Kinch wasn’t the only firefighter to experience health problems during that period.

"I felt very short of breath, just on simple exertion like walking up the stairs or walking down the hallway. I was short of breath, which has never happened to me before," said another former Belmont firefighter, who started experiencing migraines and fatigue after the spraying began.

The firefighter asked us to conceal her identity because she now works for a different fire department, but felt it was important to speak out about what she and other town employees experienced.

"It’s a big problem," she said. "I feel like something needs to be done about it."

A Belmont police officer told us he started getting nosebleeds after his department vehicle was repeatedly sprayed. 

In documents provided to the state’s investigation, two Belmont custodial workers that sprayed the chemicals for several months reported trouble breathing, headaches, vision problems and fatigue.

The NBC10 Investigators learned the Department of Labor Standards (DLS) launched an investigation after getting a complaint from the union representing those two custodians. A letter from the union claimed the town had "willful and blatant disregard for the safety and wellbeing of the workers."

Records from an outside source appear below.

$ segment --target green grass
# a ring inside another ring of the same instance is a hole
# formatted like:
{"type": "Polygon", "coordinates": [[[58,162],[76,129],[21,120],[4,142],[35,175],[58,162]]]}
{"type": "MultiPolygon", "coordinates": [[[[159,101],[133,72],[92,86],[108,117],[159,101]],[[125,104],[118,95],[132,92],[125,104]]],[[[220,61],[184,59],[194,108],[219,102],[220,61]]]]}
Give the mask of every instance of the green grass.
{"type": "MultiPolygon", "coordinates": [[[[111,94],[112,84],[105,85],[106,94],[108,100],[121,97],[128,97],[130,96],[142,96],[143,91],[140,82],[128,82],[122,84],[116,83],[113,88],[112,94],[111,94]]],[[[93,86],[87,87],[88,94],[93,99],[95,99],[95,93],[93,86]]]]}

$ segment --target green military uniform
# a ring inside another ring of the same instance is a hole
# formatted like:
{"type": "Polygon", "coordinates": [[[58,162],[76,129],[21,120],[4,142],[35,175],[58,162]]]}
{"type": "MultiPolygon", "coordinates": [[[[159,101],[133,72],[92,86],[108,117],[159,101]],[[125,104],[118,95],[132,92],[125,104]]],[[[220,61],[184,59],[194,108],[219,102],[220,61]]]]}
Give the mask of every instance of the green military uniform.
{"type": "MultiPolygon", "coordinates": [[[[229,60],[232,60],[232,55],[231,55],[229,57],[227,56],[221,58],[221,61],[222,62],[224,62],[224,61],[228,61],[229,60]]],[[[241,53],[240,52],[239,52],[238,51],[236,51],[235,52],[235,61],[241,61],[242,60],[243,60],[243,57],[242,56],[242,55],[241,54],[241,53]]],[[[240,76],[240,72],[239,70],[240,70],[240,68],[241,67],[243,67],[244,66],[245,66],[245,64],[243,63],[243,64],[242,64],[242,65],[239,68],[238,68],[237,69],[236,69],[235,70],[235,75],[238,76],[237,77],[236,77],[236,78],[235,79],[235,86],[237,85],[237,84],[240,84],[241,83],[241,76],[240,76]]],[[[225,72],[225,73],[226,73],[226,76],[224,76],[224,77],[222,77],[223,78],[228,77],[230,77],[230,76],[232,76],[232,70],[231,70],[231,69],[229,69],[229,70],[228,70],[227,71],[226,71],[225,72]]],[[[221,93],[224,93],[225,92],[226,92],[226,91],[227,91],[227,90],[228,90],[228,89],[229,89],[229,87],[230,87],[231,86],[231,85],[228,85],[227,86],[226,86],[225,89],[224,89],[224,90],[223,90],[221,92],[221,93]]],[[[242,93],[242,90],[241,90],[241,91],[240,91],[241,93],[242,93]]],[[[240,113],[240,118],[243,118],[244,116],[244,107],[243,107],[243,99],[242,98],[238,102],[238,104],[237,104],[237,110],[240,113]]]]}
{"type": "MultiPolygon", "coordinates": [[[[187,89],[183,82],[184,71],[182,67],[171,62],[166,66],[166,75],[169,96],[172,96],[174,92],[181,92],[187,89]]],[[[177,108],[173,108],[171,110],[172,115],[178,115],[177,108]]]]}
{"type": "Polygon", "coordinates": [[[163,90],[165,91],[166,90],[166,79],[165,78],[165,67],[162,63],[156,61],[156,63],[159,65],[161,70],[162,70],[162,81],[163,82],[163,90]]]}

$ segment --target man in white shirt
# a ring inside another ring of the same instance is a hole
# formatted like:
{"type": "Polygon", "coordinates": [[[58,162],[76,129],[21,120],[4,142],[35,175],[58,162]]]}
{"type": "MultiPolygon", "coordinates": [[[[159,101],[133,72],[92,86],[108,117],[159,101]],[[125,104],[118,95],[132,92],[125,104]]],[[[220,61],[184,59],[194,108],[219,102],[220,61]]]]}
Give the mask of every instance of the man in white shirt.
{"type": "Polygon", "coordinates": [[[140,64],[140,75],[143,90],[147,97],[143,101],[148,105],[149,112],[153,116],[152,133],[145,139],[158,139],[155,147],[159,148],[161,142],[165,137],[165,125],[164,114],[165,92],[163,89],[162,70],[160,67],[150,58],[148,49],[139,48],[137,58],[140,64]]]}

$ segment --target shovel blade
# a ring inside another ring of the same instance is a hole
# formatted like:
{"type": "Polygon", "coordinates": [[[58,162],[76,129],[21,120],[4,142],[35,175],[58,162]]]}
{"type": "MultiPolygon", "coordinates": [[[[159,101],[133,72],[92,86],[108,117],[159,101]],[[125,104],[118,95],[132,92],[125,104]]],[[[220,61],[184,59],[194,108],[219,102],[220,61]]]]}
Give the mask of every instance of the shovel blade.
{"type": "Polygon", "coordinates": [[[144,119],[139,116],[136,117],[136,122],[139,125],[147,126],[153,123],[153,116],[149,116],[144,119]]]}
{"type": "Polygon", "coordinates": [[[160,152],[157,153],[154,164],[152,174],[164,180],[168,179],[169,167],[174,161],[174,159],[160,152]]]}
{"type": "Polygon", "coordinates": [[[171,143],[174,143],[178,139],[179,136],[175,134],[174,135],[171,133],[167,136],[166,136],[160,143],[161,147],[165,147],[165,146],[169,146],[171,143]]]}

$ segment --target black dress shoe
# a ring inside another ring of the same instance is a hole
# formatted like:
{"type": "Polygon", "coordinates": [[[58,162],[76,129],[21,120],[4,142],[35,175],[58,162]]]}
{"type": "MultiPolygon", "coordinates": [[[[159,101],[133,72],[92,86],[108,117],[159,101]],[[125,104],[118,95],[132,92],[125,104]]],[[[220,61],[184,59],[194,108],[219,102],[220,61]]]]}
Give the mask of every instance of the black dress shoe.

In the inspection report, the custodians told inspectors they initially used a Clorox Total 360 electrostatic sprayer system. According to the report, when they ran out of the Clorox product in just two days, the workers claimed supervisors directed them to "tamper with the non-refillable containers" and add a new disinfectant chemical. 

Despite expressing their concerns about safety, the workers claimed they were told to "be quiet and not say anything,"according to the letter sent to DLS.

"It sounds like what they were doing is prying off the top and applying their own chemistry," said Dr. Jason Marshall, the lab director for the Toxic Use Reduction Institute at UMass Lowell.

Marshall reviewed the inspection report from DLS and provided his analysis. 

"The problem I noticed was that the alternative one they switched to was supposed to be diluted," said Marshall, "If they took it as the concentrate, it was not supposed to be something used in the electrostatic sprayer."

Instead, Marshall said the second disinfectant should be used with a mop and bucket or a hand-sprayer that’s wiped on the surface, not a mist of chemicals that hangs in the air.

"If you read the safety data sheet, it does say right on there that it can cause asthma and respiratory issues. It’s also very highly irritating to the skin and eyes," said Marshall.

According to Belmont's town administrator, Patrice Garvin, the town worked closely with DLS to complete and implement 10 corrective actions earlier this year. The required items all focused on training of safe handling of hazardous chemicals and proper protective equipment.

DLS closed the case after Belmont made the required safety corrections and did not issue any fines, according to an agency spokesperson.

Meanwhile, Garvin told NBC10 Boston the managers who oversaw the spraying left on their own terms to pursue other opportunities and no longer work in Belmont.

Kinch feels like there should have been more transparency with town employees about what happened. 

After the seizure, she said doctors diagnosed her with epilepsy and said the health condition was not attributed to her pregnancy.

After finding out about the DLS investigation, Kinch said she asked her neurologist if her seizure could have been a result of the spraying.

"He said, 'Absolutely, but there's nothing you can do about it now. You've been exposed,'" Kinch said.

Because of job complications with the seizure, Kinch told us she resigned from the force last spring. 

"I love being a firefighter. It’s literally the greatest job in the world," said Kinch, growing emotional. "It’s my dream job. How do you walk away from that?"